The international access code for Botswana is +267. The outgoing code is 00 followed by the relevant country code (e.g. 0027 for South Africa). WiFi is available at large hotels and shopping malls, though the speeds are unlikely to match those that travellers from North America and Europe are accustomed to.
Travellers to Botswana over the age of 18 can enter the country with 200 cigarettes; 20 cigars or 250g of tobacco; 2 litres of wine and 1 litre of alcoholic beverages; 50ml of perfume and 250ml of eau de toilette without incurring customs duty.
Department of Tourism, Gaborone: +267 395 3024 or www.botswana-tourism.gov.bw
Botswana Embassy, Washington DC, United States: +1 202 244 4990 (also responsible for Canada).
Botswana High Commission, London, United Kingdom (also responsible for Ireland): +44 20 7499 0031.
Botswana High Commission, Canberra, Australia (also responsible for New Zealand): +61 2 6290 7500.
Botswana High Commission, Pretoria, South Africa: +27 12 430 9640.
United States Embassy, Gaborone: +267 395 3982.
British High Commission, Gaborone: +267 395 2841.
Consulate of Canada, Gaborone: +267 390 4411.
Australian High Commission, Pretoria, South Africa (also responsible for Botswana): +27 12 423 6000.
South African High Commission, Gaborone: +267 390 4800/1/2.
Irish Honorary Consul, Gaborone: +267 390 5807.
New Zealand High Commission, Pretoria, South Africa (also responsible for Botswana): +27 12 435 9000
Established in 1971, the Khutse Game Reserve encompasses 965 square miles (2,500 sq km) of semi-arid Kalahari bush savannah in the Bakwena tribal lands. Boreholes have been sunk into this undulating terrain to provide more water and encourage wildlife to stay in the area year-round.

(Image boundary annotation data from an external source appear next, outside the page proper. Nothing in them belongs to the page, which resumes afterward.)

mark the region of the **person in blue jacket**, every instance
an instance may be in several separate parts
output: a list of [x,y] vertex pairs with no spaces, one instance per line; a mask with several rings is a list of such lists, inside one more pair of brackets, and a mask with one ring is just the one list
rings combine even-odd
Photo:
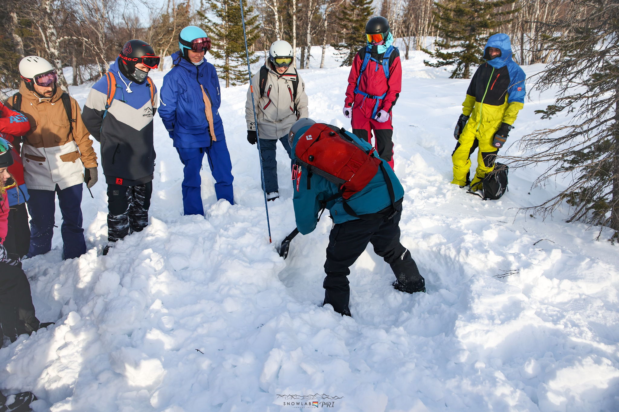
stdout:
[[204,215],[200,170],[205,153],[217,199],[234,204],[232,164],[218,111],[219,78],[204,58],[210,39],[199,27],[188,26],[181,30],[178,46],[180,50],[172,54],[175,65],[163,78],[159,116],[184,166],[184,214]]
[[[509,36],[490,36],[484,48],[486,62],[477,68],[462,103],[454,130],[457,140],[451,154],[454,185],[481,190],[482,181],[495,168],[499,149],[507,140],[518,112],[524,107],[526,76],[512,59]],[[477,167],[470,179],[470,155],[478,148]]]
[[[297,143],[314,123],[311,119],[301,119],[290,129],[288,137],[293,161],[297,160]],[[372,149],[369,143],[352,133],[345,133],[365,150]],[[379,158],[376,151],[372,156]],[[334,224],[329,236],[324,263],[327,275],[322,284],[324,304],[331,305],[334,310],[342,315],[350,316],[350,287],[347,277],[350,273],[349,267],[365,250],[368,243],[372,243],[376,254],[391,266],[396,275],[396,280],[392,284],[394,288],[409,293],[425,292],[425,280],[419,274],[417,264],[410,252],[400,243],[399,224],[404,188],[389,164],[382,159],[381,161],[383,167],[372,180],[346,201],[356,216],[347,212],[342,198],[337,196],[339,188],[319,174],[308,174],[304,166],[297,164],[297,167],[300,167],[297,180],[301,182],[293,180],[293,204],[300,233],[306,235],[313,232],[324,208],[331,212]],[[392,187],[393,199],[389,194],[385,173]],[[306,179],[310,182],[306,182]],[[350,209],[346,209],[350,211]]]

Visitors are now drawn to this undeveloped wilderness to see a wide range of herbivores including giraffe, gemsbok and wildebeest, as well as predators such as lion, leopard and cheetah, and birdlife ranging from wild ostriches to little browns. Visitors may only stay at marked campsites and there are no other tourist facilities available in the reserve.
The Kgalagadi Transfrontier Park, located in both Botswana and South Africa, extends over 15,000 square miles (38,000 sq km) of the southern Kalahari Desert. About three quarters of the park lies in the extreme southwest of Botswana, locally known as the Gemsbok National Park. Visitors to the park can witness the fragile balance between migratory animals and their predators in this harsh, semi-arid environment: a real African safari experience. There are campsites available for visitors but other tourist facilities are very limited.
At 20,380 square miles (52,800 sq. km), the Central Kalahari Game Reserve is larger than some European countries, such as Denmark or Switzerland, and is bigger than Lesotho and Eswatini put together. Indeed, the reserve is the second largest on earth and its sand dunes, saltpans, riverbeds, mopane forests and vast open plains are home to an array of fascinating wildlife species, as well as settlements of local Basarwa or San tribes. It offers an exciting combination of both environmental and cultural experiences for visitors.